The Practical Impact of Harris v. Quinn: A Major Blow to Organized Labor

As noted in this previous post, the Supreme Court’s decision today in Harris v. Quinn does not remake private-sector labor law but does put an end to one of the labor movement’s greatest hopes for expansion: commandeering dues payments by recipients of state subsidies. While the decision may be narrow—the Court, after all, did not rule that no public workers may be forced to support a labor union—its impact will be anything but that.

The Illinois law at issue here in Harris was at the leading edge of a nationwide movement over the past decade to organize home-based care workers, including medical assistants and even family child-care providers, and thereby to “reinvigorate organized labor.”

Though a recent phenomenon, the use of sham employment relationships to support mandatory union representation has spread rapidly across the nation.  In just the decade since SEIU waged a “massive campaign to pressure [] policymakers” in Los Angeles to authorize union bargaining for homecare workers, home-based care workers “have become the darlings of the labor movement” and “helped to reinvigorate organized labor.”  From around zero a decade ago, now several hundred thousand home workers are covered by collective-bargaining agreements.

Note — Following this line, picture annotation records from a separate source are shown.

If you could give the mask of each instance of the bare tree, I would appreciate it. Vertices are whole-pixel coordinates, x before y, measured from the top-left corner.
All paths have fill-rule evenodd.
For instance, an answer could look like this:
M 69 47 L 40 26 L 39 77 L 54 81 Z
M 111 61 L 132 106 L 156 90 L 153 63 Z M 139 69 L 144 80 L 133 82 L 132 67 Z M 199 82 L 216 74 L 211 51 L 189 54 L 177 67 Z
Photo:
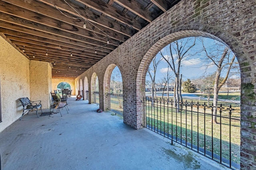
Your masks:
M 231 69 L 234 67 L 233 64 L 236 64 L 234 62 L 236 57 L 228 47 L 221 43 L 216 41 L 215 46 L 212 50 L 205 47 L 203 39 L 202 42 L 203 51 L 210 61 L 210 64 L 214 64 L 217 68 L 214 78 L 213 102 L 215 106 L 213 114 L 216 115 L 219 91 L 228 79 Z M 223 72 L 225 72 L 224 78 L 221 80 L 221 75 Z M 213 116 L 212 121 L 217 123 L 217 117 Z
M 122 94 L 123 92 L 123 83 L 120 70 L 118 67 L 113 70 L 110 78 L 111 92 L 116 94 Z
M 149 75 L 150 79 L 151 80 L 151 97 L 152 99 L 154 98 L 154 92 L 155 94 L 155 97 L 156 98 L 156 69 L 158 64 L 160 63 L 160 62 L 162 60 L 162 58 L 160 58 L 157 59 L 156 56 L 153 59 L 152 63 L 153 68 L 150 67 L 148 69 L 148 73 Z M 152 104 L 154 104 L 153 100 L 152 100 Z
M 206 94 L 207 98 L 207 106 L 210 107 L 210 99 L 213 94 L 214 86 L 214 74 L 203 76 L 195 81 L 196 86 L 204 94 Z
M 193 40 L 192 41 L 192 40 Z M 191 42 L 193 42 L 191 43 Z M 180 75 L 180 66 L 182 61 L 186 60 L 190 56 L 190 51 L 196 44 L 196 38 L 181 39 L 170 44 L 169 50 L 170 55 L 164 55 L 161 51 L 160 54 L 168 63 L 175 76 L 174 100 L 177 103 L 177 108 L 180 111 L 179 103 L 182 102 L 181 96 L 181 84 L 182 76 Z

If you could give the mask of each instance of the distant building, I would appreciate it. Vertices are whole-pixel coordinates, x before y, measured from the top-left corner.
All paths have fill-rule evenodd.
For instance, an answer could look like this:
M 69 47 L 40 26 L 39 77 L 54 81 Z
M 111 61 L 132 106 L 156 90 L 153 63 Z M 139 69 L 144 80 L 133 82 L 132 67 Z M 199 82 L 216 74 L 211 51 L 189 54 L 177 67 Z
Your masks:
M 167 91 L 167 85 L 166 85 L 164 87 L 164 84 L 156 84 L 155 88 L 156 91 L 157 92 Z M 174 91 L 174 86 L 171 84 L 169 85 L 169 91 Z M 151 92 L 151 86 L 146 85 L 145 86 L 145 91 L 146 92 Z

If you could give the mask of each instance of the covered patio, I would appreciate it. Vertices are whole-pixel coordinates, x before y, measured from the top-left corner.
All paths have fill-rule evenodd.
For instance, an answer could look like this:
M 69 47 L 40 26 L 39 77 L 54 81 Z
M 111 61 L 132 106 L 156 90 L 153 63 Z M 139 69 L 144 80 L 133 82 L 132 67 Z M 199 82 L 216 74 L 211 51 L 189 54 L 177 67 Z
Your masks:
M 136 130 L 87 100 L 69 113 L 30 112 L 0 134 L 2 169 L 228 169 L 146 128 Z M 43 109 L 43 112 L 48 111 Z

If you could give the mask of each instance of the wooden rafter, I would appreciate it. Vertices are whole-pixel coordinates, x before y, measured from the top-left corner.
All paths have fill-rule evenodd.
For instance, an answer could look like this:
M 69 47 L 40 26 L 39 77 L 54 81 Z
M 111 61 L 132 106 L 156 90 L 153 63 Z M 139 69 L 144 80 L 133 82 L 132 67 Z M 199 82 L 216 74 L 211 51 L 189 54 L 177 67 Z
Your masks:
M 0 0 L 0 36 L 74 78 L 180 0 Z

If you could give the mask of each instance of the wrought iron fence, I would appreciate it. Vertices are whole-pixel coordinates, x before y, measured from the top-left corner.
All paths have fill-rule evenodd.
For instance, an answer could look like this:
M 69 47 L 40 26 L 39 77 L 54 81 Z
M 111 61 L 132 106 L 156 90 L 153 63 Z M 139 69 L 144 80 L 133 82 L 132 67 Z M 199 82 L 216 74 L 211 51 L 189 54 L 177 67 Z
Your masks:
M 97 105 L 100 104 L 99 92 L 93 92 L 93 102 Z
M 108 93 L 108 109 L 121 116 L 123 116 L 122 94 Z
M 143 98 L 144 127 L 231 169 L 240 168 L 240 119 L 231 105 Z M 178 107 L 179 105 L 179 107 Z M 217 123 L 213 120 L 216 119 Z
M 89 100 L 89 91 L 86 90 L 86 100 Z

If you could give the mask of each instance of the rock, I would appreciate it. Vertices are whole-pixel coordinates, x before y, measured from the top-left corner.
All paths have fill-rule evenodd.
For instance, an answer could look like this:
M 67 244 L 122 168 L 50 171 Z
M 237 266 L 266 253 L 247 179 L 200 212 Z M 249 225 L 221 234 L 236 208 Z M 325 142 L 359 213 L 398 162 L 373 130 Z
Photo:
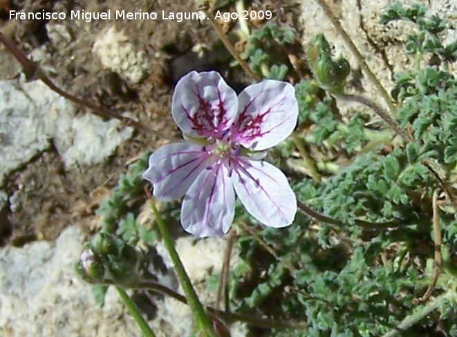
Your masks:
M 195 244 L 189 237 L 176 243 L 200 299 L 207 305 L 214 304 L 215 294 L 206 291 L 203 281 L 221 268 L 225 245 L 222 239 L 206 239 Z M 95 305 L 91 285 L 81 280 L 74 269 L 83 249 L 78 227 L 70 226 L 55 244 L 37 241 L 21 248 L 0 249 L 0 336 L 142 336 L 114 288 L 109 289 L 102 309 Z M 158 251 L 171 268 L 161 244 Z M 236 256 L 234 253 L 232 264 Z M 167 297 L 154 302 L 157 316 L 149 323 L 158 337 L 191 336 L 192 314 L 187 305 Z M 244 325 L 231 327 L 232 336 L 246 334 Z
M 55 246 L 39 241 L 0 250 L 1 336 L 142 336 L 114 289 L 100 309 L 75 273 L 82 242 L 72 226 Z
M 40 81 L 0 81 L 0 186 L 51 142 L 70 168 L 102 162 L 132 135 L 118 120 L 75 111 Z
M 144 52 L 136 52 L 133 45 L 122 30 L 109 27 L 96 38 L 92 51 L 98 56 L 103 66 L 119 74 L 124 79 L 138 83 L 149 64 Z

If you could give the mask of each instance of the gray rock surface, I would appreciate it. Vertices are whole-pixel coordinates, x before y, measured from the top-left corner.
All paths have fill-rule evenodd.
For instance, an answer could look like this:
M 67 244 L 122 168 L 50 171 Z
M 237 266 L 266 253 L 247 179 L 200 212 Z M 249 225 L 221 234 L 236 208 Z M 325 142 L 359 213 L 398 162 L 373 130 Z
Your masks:
M 113 289 L 99 309 L 74 271 L 83 238 L 68 227 L 44 241 L 0 250 L 0 336 L 140 336 Z
M 51 142 L 67 168 L 102 162 L 132 135 L 118 120 L 76 108 L 39 81 L 0 81 L 0 186 Z
M 4 337 L 141 336 L 135 322 L 111 287 L 105 306 L 95 303 L 91 286 L 75 273 L 74 266 L 84 238 L 77 226 L 67 227 L 55 244 L 37 241 L 21 248 L 0 249 L 0 336 Z M 208 273 L 220 268 L 226 241 L 209 239 L 194 243 L 183 238 L 177 249 L 194 282 L 200 299 L 212 304 L 203 282 Z M 165 264 L 171 262 L 162 244 L 158 247 Z M 233 263 L 236 261 L 236 256 Z M 157 316 L 149 322 L 156 336 L 190 336 L 192 314 L 187 305 L 165 298 L 156 302 Z M 241 324 L 231 327 L 231 336 L 245 336 Z

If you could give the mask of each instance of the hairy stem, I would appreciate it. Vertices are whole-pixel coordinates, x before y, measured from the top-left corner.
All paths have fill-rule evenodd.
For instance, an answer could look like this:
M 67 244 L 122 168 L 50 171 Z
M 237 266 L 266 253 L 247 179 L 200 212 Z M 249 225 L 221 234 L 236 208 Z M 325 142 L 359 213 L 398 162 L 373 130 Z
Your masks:
M 167 229 L 167 224 L 160 217 L 160 215 L 156 207 L 156 204 L 152 198 L 149 200 L 149 205 L 152 210 L 152 213 L 156 218 L 156 223 L 157 224 L 159 231 L 162 235 L 163 243 L 168 253 L 170 255 L 170 258 L 173 262 L 174 269 L 176 272 L 176 276 L 178 276 L 180 284 L 183 287 L 189 306 L 194 313 L 197 329 L 201 329 L 201 331 L 203 333 L 203 334 L 200 336 L 205 337 L 216 337 L 217 334 L 213 327 L 212 320 L 205 311 L 203 306 L 200 303 L 200 300 L 195 292 L 194 287 L 192 287 L 192 283 L 187 276 L 187 273 L 186 273 L 186 271 L 184 269 L 184 265 L 181 262 L 181 259 L 179 258 L 178 252 L 174 248 L 173 241 L 171 240 L 171 238 Z
M 381 108 L 381 106 L 378 106 L 371 99 L 365 98 L 362 96 L 348 94 L 339 95 L 337 96 L 337 97 L 342 98 L 342 99 L 345 99 L 346 101 L 357 102 L 368 106 L 405 141 L 411 141 L 412 139 L 411 135 L 408 133 L 406 130 L 400 127 L 397 122 L 386 111 L 384 111 L 384 110 Z
M 135 305 L 135 303 L 133 303 L 133 301 L 131 300 L 131 298 L 130 298 L 130 296 L 129 296 L 127 293 L 126 293 L 125 291 L 120 287 L 116 287 L 115 288 L 118 291 L 118 293 L 119 293 L 119 296 L 121 298 L 122 302 L 124 302 L 124 304 L 130 311 L 130 314 L 135 320 L 135 322 L 141 330 L 143 336 L 144 337 L 156 337 L 156 335 L 153 332 L 152 332 L 149 325 L 148 325 L 146 320 L 144 320 L 144 318 L 143 318 L 143 316 L 141 315 L 138 308 L 136 307 L 136 305 Z
M 313 179 L 317 182 L 320 182 L 321 176 L 319 174 L 319 172 L 317 172 L 316 163 L 315 163 L 314 160 L 313 160 L 310 155 L 308 153 L 308 151 L 306 151 L 306 148 L 305 148 L 305 146 L 303 145 L 301 140 L 300 138 L 299 138 L 298 135 L 295 131 L 292 133 L 290 137 L 294 141 L 294 143 L 295 143 L 295 146 L 297 146 L 297 149 L 300 153 L 300 155 L 303 158 L 303 161 L 305 163 L 306 167 L 308 168 L 308 171 L 309 171 L 311 177 L 313 177 Z
M 55 85 L 54 82 L 53 82 L 53 81 L 44 73 L 42 69 L 39 68 L 36 63 L 30 61 L 22 50 L 18 48 L 16 45 L 15 45 L 15 44 L 10 41 L 10 39 L 8 39 L 5 35 L 1 34 L 1 32 L 0 32 L 0 42 L 7 48 L 8 51 L 21 64 L 26 73 L 26 77 L 28 79 L 32 79 L 35 77 L 36 79 L 40 79 L 48 86 L 48 88 L 49 88 L 53 91 L 57 93 L 59 95 L 66 98 L 69 101 L 71 101 L 77 105 L 88 108 L 100 116 L 119 119 L 121 122 L 128 126 L 134 127 L 138 129 L 142 130 L 143 131 L 150 131 L 147 128 L 144 127 L 144 126 L 140 124 L 136 121 L 125 117 L 118 113 L 115 113 L 113 111 L 104 108 L 103 106 L 100 106 L 91 101 L 87 101 L 86 99 L 77 97 L 76 96 L 74 96 L 61 89 L 57 85 Z
M 113 280 L 105 280 L 103 282 L 100 283 L 106 285 L 115 285 Z M 124 288 L 137 289 L 148 289 L 155 291 L 162 295 L 165 295 L 174 298 L 175 300 L 180 302 L 181 303 L 188 304 L 187 299 L 180 293 L 176 292 L 174 290 L 160 285 L 156 282 L 153 281 L 136 281 L 134 282 L 122 285 Z M 250 325 L 270 328 L 270 329 L 304 329 L 306 327 L 305 322 L 290 322 L 284 321 L 281 320 L 275 320 L 272 318 L 262 319 L 250 315 L 244 315 L 236 313 L 227 313 L 224 310 L 219 310 L 211 307 L 207 307 L 208 312 L 216 315 L 219 318 L 223 318 L 229 323 L 239 321 L 244 322 Z
M 218 24 L 218 23 L 216 22 L 216 21 L 212 17 L 211 15 L 209 15 L 209 21 L 211 21 L 211 24 L 214 28 L 214 30 L 216 30 L 216 32 L 219 37 L 219 39 L 221 39 L 221 41 L 224 44 L 224 46 L 229 51 L 229 52 L 232 54 L 232 56 L 233 56 L 233 57 L 236 60 L 236 61 L 240 64 L 240 66 L 241 66 L 241 68 L 244 69 L 246 73 L 248 74 L 252 78 L 252 79 L 254 79 L 256 81 L 260 81 L 260 77 L 257 75 L 257 74 L 256 74 L 251 70 L 250 67 L 249 66 L 249 64 L 248 64 L 248 63 L 246 63 L 246 61 L 241 58 L 241 57 L 239 55 L 239 54 L 235 49 L 235 47 L 233 46 L 232 43 L 227 38 L 227 35 L 225 35 L 224 32 L 222 31 L 222 29 L 221 28 L 221 26 Z

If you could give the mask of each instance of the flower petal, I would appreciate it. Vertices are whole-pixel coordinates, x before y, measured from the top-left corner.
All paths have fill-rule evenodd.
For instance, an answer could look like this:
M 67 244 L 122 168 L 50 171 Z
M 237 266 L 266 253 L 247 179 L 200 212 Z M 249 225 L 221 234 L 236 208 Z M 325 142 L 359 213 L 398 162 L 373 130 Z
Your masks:
M 223 164 L 203 172 L 184 197 L 181 224 L 184 230 L 200 238 L 222 236 L 235 213 L 235 193 Z
M 290 224 L 297 213 L 297 198 L 286 175 L 262 160 L 239 157 L 233 164 L 232 182 L 248 211 L 267 226 Z
M 237 113 L 236 93 L 216 71 L 192 71 L 176 84 L 171 114 L 187 135 L 220 139 Z
M 185 194 L 209 163 L 201 146 L 188 143 L 167 144 L 149 157 L 143 178 L 153 186 L 156 198 L 171 201 Z
M 268 79 L 249 86 L 238 96 L 239 116 L 232 140 L 254 151 L 277 145 L 295 128 L 298 103 L 292 84 Z

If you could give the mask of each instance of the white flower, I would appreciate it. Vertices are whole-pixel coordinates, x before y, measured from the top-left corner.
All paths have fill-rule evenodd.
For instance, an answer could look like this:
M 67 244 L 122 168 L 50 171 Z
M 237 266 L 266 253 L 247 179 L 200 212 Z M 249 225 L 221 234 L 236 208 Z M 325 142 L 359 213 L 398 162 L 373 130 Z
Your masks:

This quick growth is the result of a concerted campaign by national unions, particularly SEIU, to boost sagging labor-union membership through the organization of individuals who provide home-based services to Medicaid recipients.  Since SEIU’s Los Angeles victory in 1999, labor unions have undertaken successful campaigns to establish nominal employers for homecare workers in Oregon (2000), Washington (2001), Illinois (2003), Michigan (2004), Wisconsin (2005), Iowa (2005), Massachusetts (2006), Missouri (2008), Ohio (2009), Pennsylvania (2010), Connecticut (2011), Maryland (2011).  (Three states—Ohio, Pennsylvania, and Wisconsin—subsequently repealed this authority.)  As labor law expert Peggie Smith puts it, those campaigns have “been hailed as labor’s biggest victory in over sixty years.”

Nor has this model been limited to homecare providers.  Over the past five years, organized labor has directed its efforts to organizing home-based childcare providers, including childcare provided by family members who receive public support or subsidies.  By February 2007, seven states had recognized unions as the exclusive representative of home-based child care providers; over the next three years, an additional seven states followed suit. 

All this has added up to big money for big labor. Just one of the Illinois programs at issue in Harris involved approximately 20,000 personal assistants who pay SEIU over $3.6 million per year.

Today’s decision will slow, and perhaps eventually end, that flow of funds, as workers decide they can represent their own interests and would prefer to keep their earnings for themselves and their families. So while the Court did not go all the way to striking down compulsory support of public-sector unions—as union supporters feared it would—it does deal a major blow to organized labor where it hurts the most: members and money.